Special Issue Information

Dear Colleagues,

Owing to their complex structure, proteins are natural candidates for fulfilling key roles in cells and organs.

In particular, regardless of the often-unsuccessful outcomes in attempts to individuate proteins specific to the nervous system, which are specifically responsible for neural functions, these proteins (neuroproteins) have been shown to play roles which are especially relevant to this system.

Proteins such as S100B, Glial Fibrillary Acidic Protein, and Neuron-Specific Enolase have been shown to be useful cell markers. In addition, their levels in biological fluids are currently used to monitor neural disorders. Other molecules, such as alpha-synuclein and amyloid proteins, are regarded as hallmarks of several neurodegenerative disorders. Damage/Danger-Associated Molecular Pattern proteins and protein complex inflammasomes are also known to play a key role in neuroinflammatory processes, which is especially important in this system for their pathological implications. In this respect, specific receptors for these molecules are also obviously proteins in nature, such as the Receptor for Advanced Glycation-End Product and Toll-like Receptors in general.

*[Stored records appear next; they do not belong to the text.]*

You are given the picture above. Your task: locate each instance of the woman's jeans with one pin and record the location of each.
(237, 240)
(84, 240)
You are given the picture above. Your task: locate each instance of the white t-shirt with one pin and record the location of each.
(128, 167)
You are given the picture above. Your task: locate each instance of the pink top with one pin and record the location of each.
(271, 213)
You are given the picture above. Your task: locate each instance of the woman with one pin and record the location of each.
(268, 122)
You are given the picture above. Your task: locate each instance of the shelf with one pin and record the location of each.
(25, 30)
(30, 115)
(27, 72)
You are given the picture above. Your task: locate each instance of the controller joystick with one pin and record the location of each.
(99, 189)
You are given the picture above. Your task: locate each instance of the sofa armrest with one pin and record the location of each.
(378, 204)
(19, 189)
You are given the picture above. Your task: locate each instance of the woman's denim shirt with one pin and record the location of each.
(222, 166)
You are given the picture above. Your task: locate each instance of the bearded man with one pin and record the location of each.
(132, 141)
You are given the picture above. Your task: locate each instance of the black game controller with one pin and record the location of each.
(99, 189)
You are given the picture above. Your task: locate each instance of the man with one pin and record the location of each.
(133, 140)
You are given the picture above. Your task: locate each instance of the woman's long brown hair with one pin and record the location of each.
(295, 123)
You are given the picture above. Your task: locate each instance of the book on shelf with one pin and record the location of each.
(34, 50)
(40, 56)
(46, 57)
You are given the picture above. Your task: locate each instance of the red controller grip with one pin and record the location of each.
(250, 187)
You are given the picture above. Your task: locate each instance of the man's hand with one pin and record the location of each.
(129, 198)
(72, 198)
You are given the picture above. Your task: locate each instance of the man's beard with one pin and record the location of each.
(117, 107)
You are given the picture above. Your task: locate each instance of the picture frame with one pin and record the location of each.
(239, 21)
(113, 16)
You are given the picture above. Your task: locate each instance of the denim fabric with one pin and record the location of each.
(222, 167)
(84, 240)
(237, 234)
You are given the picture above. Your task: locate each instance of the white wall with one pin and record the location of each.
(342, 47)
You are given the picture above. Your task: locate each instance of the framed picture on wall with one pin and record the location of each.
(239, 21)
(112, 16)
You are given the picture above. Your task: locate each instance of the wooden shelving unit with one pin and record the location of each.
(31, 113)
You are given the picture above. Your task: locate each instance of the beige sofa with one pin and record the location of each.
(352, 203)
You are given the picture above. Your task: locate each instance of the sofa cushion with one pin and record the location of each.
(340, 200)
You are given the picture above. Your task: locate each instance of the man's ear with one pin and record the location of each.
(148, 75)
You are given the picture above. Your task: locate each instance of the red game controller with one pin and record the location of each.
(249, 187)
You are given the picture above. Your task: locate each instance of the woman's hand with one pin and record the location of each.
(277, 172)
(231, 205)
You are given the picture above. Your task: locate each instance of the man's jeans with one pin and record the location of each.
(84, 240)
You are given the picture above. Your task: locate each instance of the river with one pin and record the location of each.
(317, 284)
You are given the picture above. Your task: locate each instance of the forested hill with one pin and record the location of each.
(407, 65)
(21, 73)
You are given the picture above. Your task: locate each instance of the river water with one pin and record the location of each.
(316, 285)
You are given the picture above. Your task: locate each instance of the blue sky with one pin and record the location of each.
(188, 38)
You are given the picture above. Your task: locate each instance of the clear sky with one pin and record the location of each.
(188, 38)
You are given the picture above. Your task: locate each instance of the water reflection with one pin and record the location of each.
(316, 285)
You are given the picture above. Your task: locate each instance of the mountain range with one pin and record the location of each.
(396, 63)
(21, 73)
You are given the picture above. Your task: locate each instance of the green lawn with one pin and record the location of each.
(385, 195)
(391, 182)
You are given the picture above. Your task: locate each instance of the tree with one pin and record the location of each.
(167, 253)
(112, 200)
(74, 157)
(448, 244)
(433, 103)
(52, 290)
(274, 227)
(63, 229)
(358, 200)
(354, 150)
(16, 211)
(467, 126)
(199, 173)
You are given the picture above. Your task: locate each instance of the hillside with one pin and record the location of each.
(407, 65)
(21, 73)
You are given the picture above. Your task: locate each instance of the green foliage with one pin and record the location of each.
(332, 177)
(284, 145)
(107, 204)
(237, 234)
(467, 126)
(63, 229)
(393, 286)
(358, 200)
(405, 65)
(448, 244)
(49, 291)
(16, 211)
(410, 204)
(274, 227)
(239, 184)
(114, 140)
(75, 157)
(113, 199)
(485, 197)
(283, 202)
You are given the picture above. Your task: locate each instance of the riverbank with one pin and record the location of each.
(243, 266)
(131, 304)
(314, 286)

This Special Issue will highlight novel findings in the form of original research articles or reviews dealing with different aspects of neuroprotein biology (in general and with reference to specific neuroproteins), including mechanistic insights and neuroproteins’ role in cells at the molecular level (e.g., gene expression and epigenetic studies, post-translational modifications, regulation of cell processes). Articles dealing with alterations in neuroproteins’ structure and function in human diseases, including their putative role(s) as pathological biomarkers and/or therapeutic targets, are especially welcome.

Prof. Dr. Barbara Mroczko
Prof. Dr. Fabrizio Michetti
Guest Editors

Manuscript Submission Information

Manuscripts should be submitted online at www.mdpi.com by registering and logging in to this website. Once you are registered, click here to go to the submission form. Manuscripts can be submitted until the deadline. All submissions that pass pre-check are peer-reviewed. Accepted papers will be published continuously in the journal (as soon as accepted) and will be listed together on the special issue website. Research articles, review articles as well as short communications are invited. For planned papers, a title and short abstract (about 100 words) can be sent to the Editorial Office for announcement on this website.

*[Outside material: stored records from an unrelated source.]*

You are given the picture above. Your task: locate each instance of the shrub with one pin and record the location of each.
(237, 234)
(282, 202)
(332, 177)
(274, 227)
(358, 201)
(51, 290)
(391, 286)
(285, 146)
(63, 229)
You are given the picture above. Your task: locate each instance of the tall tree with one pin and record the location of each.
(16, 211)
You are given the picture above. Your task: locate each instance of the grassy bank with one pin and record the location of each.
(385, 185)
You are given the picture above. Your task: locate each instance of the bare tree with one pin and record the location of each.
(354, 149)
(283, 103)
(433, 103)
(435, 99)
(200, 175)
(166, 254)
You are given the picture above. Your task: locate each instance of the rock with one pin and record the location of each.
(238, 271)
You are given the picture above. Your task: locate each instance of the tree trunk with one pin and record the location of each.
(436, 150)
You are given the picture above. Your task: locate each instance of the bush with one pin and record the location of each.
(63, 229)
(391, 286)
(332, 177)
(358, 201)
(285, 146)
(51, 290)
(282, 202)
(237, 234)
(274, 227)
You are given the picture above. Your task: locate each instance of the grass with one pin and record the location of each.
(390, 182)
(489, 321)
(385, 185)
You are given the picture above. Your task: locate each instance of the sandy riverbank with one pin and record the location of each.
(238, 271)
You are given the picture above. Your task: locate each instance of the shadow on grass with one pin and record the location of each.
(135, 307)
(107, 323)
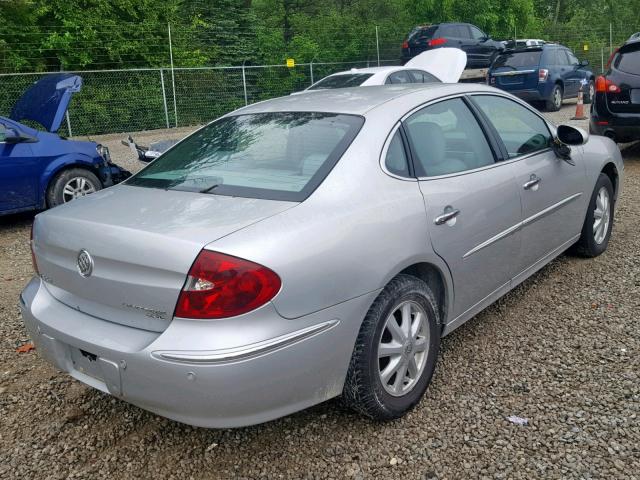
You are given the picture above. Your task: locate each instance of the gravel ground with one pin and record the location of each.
(560, 350)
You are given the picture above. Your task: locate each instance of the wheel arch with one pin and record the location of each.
(611, 171)
(60, 165)
(437, 281)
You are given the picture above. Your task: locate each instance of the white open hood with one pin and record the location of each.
(445, 63)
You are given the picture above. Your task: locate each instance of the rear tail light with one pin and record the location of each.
(604, 85)
(437, 41)
(33, 254)
(221, 286)
(543, 74)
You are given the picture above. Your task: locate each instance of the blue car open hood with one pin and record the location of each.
(46, 101)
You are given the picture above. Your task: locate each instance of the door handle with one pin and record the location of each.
(448, 215)
(533, 182)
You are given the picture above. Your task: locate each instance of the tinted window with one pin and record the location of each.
(563, 58)
(396, 159)
(476, 33)
(281, 156)
(529, 58)
(342, 81)
(628, 62)
(420, 33)
(521, 130)
(446, 138)
(419, 76)
(398, 77)
(573, 60)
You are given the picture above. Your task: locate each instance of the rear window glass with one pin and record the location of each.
(518, 59)
(341, 81)
(628, 62)
(422, 32)
(278, 156)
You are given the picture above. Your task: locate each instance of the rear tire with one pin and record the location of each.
(598, 222)
(71, 184)
(555, 101)
(407, 305)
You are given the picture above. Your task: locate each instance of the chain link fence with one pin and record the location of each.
(128, 100)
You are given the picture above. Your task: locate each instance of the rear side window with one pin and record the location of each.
(446, 138)
(396, 159)
(278, 156)
(518, 59)
(342, 81)
(419, 76)
(398, 77)
(628, 62)
(521, 130)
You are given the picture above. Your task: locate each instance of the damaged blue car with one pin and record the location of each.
(38, 168)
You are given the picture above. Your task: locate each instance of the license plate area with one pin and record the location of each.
(86, 363)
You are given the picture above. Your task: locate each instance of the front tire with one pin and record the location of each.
(395, 352)
(598, 222)
(555, 101)
(71, 184)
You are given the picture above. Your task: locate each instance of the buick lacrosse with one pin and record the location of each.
(312, 246)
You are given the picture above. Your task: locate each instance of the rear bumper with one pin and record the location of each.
(272, 366)
(622, 127)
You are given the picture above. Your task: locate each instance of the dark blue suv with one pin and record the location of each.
(543, 74)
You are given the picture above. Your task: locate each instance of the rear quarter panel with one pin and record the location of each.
(351, 236)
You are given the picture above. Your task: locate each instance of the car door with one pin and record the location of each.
(18, 175)
(567, 73)
(550, 189)
(472, 205)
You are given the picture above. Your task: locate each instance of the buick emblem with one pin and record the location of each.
(85, 263)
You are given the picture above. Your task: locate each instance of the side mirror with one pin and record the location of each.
(11, 135)
(569, 135)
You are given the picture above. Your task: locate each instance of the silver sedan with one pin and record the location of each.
(312, 246)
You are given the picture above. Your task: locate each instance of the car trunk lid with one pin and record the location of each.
(142, 242)
(625, 75)
(517, 70)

Submitted manuscripts should not have been published previously, nor be under consideration for publication elsewhere (except conference proceedings papers). All manuscripts are thoroughly refereed through a single-blind peer-review process. A guide for authors and other relevant information for submission of manuscripts is available on the Instructions for Authors page. International Journal of Molecular Sciences is an international peer-reviewed open access semimonthly journal published by MDPI.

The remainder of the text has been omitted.